Dalil utamanya adalah firman Allah:
وَلَا جُنُبًا إِلَّا عَابِرِي سَبِيلٍ حَتَّىٰ تَغْتَسِلُوا
“Dan janganlah kamu (mendekati masjid) dalam keadaan junub, kecuali sekadar berlalu saja, hingga kamu mandi.” (QS. An-Nisā’: 43)
Imam Asy-Syafi’i menafsirkan ayat ini sebagai larangan bagi orang junub mendekati tempat shalat (yaitu masjid), kecuali hanya sekadar melewatinya. Ini menunjukkan adanya pembatasan yang jelas.
Mayoritas ulama juga sepakat bahwa melewati masjid tanpa duduk atau berdiam masih diperbolehkan, berdasarkan bagian ayat “إِلَّا عَابِرِي سَبِيلٍ”. Namun, Abu Hanifah berpendapat lebih ketat dan tidak membolehkan lewat sekalipun.
Pendapat Kedua: Boleh Jika Sudah Berwudhu
Madzhab Hanbali memberi keringanan. Menurut mereka, orang junub boleh berdiam di masjid selama ia telah berwudhu.
Dalilnya adalah riwayat dari ‘Aṭā’ bin Yasār yang berkata:
رَأَيْتُ أَقْوَامًا مِنْ أَصْحَابِ رَسُولِ اللهِ ﷺ، يَجْلِسُونَ فِي الْمَسْجِدِ وَهُمْ جُنُبٌ، إِذَا تَوَضَّؤُوا كَوُضُوْءِ الصَّلَاةِ
“Aku melihat beberapa sahabat Rasulullah ﷺ duduk di masjid dalam keadaan junub, asalkan mereka telah berwudhu seperti wudhu untuk shalat.”

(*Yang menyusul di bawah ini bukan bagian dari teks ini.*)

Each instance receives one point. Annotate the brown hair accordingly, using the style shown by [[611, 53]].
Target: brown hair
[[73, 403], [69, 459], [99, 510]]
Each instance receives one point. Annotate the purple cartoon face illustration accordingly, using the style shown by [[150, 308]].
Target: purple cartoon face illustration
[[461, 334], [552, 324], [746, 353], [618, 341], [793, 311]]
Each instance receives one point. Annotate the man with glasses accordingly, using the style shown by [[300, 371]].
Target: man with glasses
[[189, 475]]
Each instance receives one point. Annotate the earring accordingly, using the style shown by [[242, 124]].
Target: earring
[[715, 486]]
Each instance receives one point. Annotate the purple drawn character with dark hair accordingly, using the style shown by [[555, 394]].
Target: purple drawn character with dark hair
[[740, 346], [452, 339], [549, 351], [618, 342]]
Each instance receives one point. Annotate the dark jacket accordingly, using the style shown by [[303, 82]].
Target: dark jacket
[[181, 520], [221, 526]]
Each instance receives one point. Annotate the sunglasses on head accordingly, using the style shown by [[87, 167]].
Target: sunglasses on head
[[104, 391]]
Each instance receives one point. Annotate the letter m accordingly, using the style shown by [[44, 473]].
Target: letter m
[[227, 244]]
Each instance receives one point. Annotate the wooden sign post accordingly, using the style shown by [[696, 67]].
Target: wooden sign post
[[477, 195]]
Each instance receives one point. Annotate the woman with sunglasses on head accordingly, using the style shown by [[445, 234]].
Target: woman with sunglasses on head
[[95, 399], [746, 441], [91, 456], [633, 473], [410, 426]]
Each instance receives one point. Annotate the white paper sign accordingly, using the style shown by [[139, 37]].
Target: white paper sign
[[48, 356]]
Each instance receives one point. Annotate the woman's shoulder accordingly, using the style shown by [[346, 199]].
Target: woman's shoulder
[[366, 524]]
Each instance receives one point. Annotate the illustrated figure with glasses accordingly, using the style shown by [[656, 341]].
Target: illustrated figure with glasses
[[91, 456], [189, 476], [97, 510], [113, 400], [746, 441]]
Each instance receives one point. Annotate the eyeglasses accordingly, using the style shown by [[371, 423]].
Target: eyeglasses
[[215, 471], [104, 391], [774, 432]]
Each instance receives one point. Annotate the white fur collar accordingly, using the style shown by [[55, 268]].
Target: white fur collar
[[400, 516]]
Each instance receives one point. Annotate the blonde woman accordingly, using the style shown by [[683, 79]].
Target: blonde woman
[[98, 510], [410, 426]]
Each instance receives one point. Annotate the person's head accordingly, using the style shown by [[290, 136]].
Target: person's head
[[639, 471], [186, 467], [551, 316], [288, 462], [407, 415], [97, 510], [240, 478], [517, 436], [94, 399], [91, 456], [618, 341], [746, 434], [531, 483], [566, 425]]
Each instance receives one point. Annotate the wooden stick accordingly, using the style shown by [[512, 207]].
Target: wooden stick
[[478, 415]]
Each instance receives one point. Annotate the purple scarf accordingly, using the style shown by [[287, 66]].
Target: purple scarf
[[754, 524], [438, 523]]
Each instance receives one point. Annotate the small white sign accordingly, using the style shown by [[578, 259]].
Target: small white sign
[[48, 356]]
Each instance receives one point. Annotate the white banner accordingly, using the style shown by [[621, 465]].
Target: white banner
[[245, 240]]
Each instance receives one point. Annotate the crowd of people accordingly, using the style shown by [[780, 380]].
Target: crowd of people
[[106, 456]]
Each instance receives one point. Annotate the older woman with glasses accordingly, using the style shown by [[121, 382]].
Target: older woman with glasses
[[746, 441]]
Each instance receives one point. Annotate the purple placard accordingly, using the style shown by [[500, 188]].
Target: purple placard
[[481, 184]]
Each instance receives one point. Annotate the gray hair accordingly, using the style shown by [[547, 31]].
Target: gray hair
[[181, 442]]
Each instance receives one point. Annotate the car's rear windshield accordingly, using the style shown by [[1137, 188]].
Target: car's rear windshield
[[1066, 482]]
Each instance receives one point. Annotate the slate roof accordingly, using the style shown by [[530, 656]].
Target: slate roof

Perkataan yang sama juga diriwayatkan dari Zaid bin Aslam.
Pendapat Ketiga: Diperbolehkan Secara Mutlak
Madzhab Adz-Dhahiri memberikan pendapat yang paling longgar: boleh berdiam di masjid meskipun masih junub, tanpa syarat apa pun.
Mereka berdalil dengan hadits dari Abu Hurairah radhiyallahu ‘anhu, ia berkata:
أَنَّ النَّبِيَّ ﷺ لَقِيَهُ فِي بَعْضِ طُرُقِ الْمَدِينَةِ وَهُوَ جُنُبٌ، فَانْخَنَسْتُ مِنْهُ، فَذَهَبْتُ فَاغْتَسَلْتُ، ثُمَّ جِئْتُ، فَقَالَ: أَيْنَ كُنْتَ يَا أَبَا هُرَيْرَةَ؟ قَالَ: كُنْتُ جُنُبًا فَكَرِهْتُ أَنْ أُجَالِسَكَ وَأَنَا عَلَى غَيْرِ طَهَارَةٍ، فَقَالَ: سُبْحَانَ اللَّهِ! إِنَّ الْمُسْلِمَ لَا يَنْجُسُ
“Nabi ﷺ bertemu denganku di salah satu jalan Madinah, sementara aku dalam keadaan junub. Aku pun menghindar, lalu mandi. Setelah itu aku kembali. Beliau bertanya: ‘Ke mana kamu tadi wahai Abu Hurairah?’ Aku menjawab: ‘Aku junub dan tidak ingin duduk bersamamu dalam keadaan tidak suci.’ Maka beliau bersabda: ‘Subhanallah! Sesungguhnya seorang Muslim itu tidak najis.'”(HR. Al-Bukhārī no. 274).